Interesting, but not surprising.  I know it was claimed to negate my
good point that such a piece of software needs a maintainer, but it had
to be somebody with deep level knowledge with both the capability and
*authority* to make the changes.

So now users think it's maintained and have a false confidence in it.
But with your name on it, I can't push for it to be marked "deprecated"
(with no expiration, that's important) anymore.  It's a loophole.

A breakable loophole. Since i figured out, that a complete rewrite would be a better solution, than the permanent danger of an very hard to test software, we can drop my name from it.

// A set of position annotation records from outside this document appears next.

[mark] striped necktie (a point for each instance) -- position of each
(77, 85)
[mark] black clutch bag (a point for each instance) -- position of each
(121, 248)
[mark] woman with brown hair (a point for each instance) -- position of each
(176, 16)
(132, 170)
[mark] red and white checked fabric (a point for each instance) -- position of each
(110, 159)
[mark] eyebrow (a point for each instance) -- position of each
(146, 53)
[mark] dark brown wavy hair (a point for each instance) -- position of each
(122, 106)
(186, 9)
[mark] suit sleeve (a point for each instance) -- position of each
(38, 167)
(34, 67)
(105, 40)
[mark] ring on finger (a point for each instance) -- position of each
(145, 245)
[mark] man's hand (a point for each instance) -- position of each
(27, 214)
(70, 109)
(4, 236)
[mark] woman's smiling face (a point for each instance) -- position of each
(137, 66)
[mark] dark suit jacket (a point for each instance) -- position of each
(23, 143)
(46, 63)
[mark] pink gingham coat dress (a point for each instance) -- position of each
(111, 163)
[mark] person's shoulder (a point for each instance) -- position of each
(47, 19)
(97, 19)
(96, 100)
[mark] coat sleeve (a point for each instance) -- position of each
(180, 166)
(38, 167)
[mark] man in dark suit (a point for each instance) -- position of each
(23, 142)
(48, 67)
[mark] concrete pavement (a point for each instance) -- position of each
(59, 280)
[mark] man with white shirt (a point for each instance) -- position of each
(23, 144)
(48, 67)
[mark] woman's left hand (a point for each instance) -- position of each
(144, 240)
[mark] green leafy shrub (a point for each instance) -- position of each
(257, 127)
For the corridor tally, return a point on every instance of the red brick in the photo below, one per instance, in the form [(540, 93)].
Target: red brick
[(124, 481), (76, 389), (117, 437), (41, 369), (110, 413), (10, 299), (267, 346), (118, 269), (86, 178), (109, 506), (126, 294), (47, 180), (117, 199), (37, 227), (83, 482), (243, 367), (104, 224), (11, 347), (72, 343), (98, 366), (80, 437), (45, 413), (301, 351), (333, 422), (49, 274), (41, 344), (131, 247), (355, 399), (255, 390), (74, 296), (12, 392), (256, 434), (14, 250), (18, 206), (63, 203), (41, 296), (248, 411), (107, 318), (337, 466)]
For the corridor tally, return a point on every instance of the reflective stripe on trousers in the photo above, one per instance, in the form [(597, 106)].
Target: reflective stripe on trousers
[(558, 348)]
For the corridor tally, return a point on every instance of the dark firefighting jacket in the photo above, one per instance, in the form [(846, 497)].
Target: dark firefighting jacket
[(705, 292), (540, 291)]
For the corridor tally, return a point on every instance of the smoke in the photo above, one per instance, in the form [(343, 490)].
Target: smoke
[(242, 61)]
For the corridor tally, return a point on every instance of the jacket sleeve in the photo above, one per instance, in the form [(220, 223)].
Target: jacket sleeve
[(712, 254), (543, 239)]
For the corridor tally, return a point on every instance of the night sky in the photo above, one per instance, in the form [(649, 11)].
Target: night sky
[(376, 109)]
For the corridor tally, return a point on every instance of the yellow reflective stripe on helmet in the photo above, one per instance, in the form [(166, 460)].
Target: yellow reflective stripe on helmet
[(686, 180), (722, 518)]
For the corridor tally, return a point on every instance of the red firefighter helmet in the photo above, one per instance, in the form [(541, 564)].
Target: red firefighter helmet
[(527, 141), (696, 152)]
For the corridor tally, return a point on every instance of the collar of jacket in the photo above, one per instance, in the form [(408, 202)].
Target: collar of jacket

Please, can we somehow discourage new people from starting on it?
Anybody with a machine that doesn't have a resources to run poudriere or
synth should not be building packages on that machine.

I provide a poudriere server for my customers. Its not to nice to use,
but they can configure it like the need and without the pressure on
their own server. Maybe we need something like this to make it easier to
abandon portmaster.

For i386 and amd64 users, synth does not require more resources than
portmaster.  People on those platforms can't use "resources" as a reason
not to use Synth.  From what I can tell, portmaster people hate what
they consider unnecessary rebuilds which both poudriere and synth
(currently [1]) do, but it's this avoidance of rebuilds that cause all
their problems.

So providing them a poudriere service wouldn't solve that "problem" for
them.

It does. Since they are not aware of the "unnecessary" rebuilds, its no "problem" anymore. If you have to watch rebuilding 150 ports just for an update of 2 ports, its a complete different story. If pkg only update 2 ports and you can't see the work behind them, everything is fine. Its a little bit psychological.